As our food supply gets further and further away from traditional origins, new diseases crop up in the landscape. Peanuts, wheat and other common foods can no longer be digested by bodies without the means at their disposal to do so.
A study of some of the few ancient diets remaining on the planet, remote peoples who have not changed their ways in centuries, reveals the amazing truth that entirely different diets evolved, all with exactly the same nutritional content. Entirely animal, entirely vegetable, shepherds, villagers, the vitamin A content is the same. Should not be shocking as the vitamins hold their position by virtue of being essential to human health, but how do they do that??
The hunter gatherer diet was rich in vitamins and minerals, because the wild plants have dozens of times the nutrients of domestic plants. Don Davis at UT botanical science says it has been known since the forties that the bigger the fruit, the less nutrient by weight. The plant produces the nutrients for its seeds, and so when the apple is bigger, the nutrient value remains the same. Two small apples have twice the nutrients of one big one.

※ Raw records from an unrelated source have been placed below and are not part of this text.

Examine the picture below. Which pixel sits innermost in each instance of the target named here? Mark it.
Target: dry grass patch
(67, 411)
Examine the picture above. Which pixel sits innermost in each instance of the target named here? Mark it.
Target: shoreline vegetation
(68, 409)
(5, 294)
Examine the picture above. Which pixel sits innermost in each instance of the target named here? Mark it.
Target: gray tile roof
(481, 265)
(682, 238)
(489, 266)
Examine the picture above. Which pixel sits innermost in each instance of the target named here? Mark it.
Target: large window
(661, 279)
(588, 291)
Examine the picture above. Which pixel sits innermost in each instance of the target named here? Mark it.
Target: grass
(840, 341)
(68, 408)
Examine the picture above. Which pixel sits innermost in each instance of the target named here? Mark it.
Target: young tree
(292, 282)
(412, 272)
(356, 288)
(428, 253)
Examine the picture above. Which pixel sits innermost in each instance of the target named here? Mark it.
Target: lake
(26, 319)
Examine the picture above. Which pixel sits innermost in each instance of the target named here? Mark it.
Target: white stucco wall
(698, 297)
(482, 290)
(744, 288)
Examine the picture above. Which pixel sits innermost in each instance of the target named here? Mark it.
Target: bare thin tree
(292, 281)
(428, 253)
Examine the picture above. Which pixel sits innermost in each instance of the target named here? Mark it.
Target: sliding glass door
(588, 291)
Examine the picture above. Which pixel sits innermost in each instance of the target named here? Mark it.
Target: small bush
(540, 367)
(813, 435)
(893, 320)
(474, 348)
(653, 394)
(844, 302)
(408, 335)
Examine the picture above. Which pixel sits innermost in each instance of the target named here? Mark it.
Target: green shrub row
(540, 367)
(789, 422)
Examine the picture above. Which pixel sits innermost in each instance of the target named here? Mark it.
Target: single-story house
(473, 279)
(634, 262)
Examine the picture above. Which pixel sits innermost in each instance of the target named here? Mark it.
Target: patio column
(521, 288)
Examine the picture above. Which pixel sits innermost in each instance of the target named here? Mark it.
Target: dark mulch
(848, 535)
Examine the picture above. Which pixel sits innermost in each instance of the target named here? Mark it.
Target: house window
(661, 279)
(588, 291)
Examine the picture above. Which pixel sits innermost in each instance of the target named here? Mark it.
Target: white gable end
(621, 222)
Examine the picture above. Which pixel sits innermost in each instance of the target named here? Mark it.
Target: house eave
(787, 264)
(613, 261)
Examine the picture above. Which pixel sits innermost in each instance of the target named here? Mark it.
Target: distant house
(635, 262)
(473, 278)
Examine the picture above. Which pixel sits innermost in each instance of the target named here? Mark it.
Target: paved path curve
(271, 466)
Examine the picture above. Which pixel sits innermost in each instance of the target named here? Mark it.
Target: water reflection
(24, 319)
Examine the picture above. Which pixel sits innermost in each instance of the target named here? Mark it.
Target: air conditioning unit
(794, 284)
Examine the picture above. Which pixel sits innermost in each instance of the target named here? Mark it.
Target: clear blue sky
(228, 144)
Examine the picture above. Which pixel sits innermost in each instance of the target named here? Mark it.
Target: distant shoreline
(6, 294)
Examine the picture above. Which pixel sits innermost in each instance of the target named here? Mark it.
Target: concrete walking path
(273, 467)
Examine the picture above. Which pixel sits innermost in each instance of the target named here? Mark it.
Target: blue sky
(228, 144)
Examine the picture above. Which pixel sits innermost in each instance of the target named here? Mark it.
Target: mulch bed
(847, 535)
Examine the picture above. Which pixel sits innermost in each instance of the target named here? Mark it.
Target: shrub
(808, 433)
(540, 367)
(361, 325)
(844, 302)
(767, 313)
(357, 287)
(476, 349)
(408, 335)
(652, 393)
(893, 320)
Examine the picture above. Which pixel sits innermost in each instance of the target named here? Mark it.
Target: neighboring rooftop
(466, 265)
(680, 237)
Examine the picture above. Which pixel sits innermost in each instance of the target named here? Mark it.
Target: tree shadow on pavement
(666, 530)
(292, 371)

So we have to eat today many times the calories of olden days to get the nutrients from our oversized produce. And it gets worse if the produce was picked green before the plant sent many of the nutrients into the fruit. This is why vine ripened fruit is so delicious.
When we changed from hunting and gathering to agriculture, the life expectancy plummeted. Aborigines expect to live a hundred years, and many peoples today on the earth still reach that age, but it is not going to happen with the supermarket diet.
Traditional diets all use herbs of one kind or another , which modern science has been discovering, have tremendous healing powers. These herbs and spices are the food supplements making up for the nutritional deficits of the various ancient diets. Those who prepared the food learned from their elders, and passed it on. This is the knowledge missing from our modern world, and has lead to the tragedy of chronic disease.
Stories appear weekly in the news of the wonderful healing power of ancient spices. For example, here are some benefits of cinnamon:
Cinnamon May Improve Type 2 Diabetes and Insulin Resistance
This is the news that is most exciting for people who respond to low-carb diets, since most (or at least a substantial percentage) of us are probably insulin resistant or diabetic. Several studies have shown improved insulin sensitivity and blood glucose control by taking as little as ½ teaspoon of cinnamon per day. Improving insulin resistance can help in weight control as well as decreasing the risk for heart disease, so this has a lot of people interested. Although the results of preliminary studies are somewhat mixed, the majority of the research seems to be pointing in the direction of cinnamon being beneficial. Along with the improvement in blood sugar, these studies have documented improvements in triglycerides, blood pressure, and LDL cholesterol.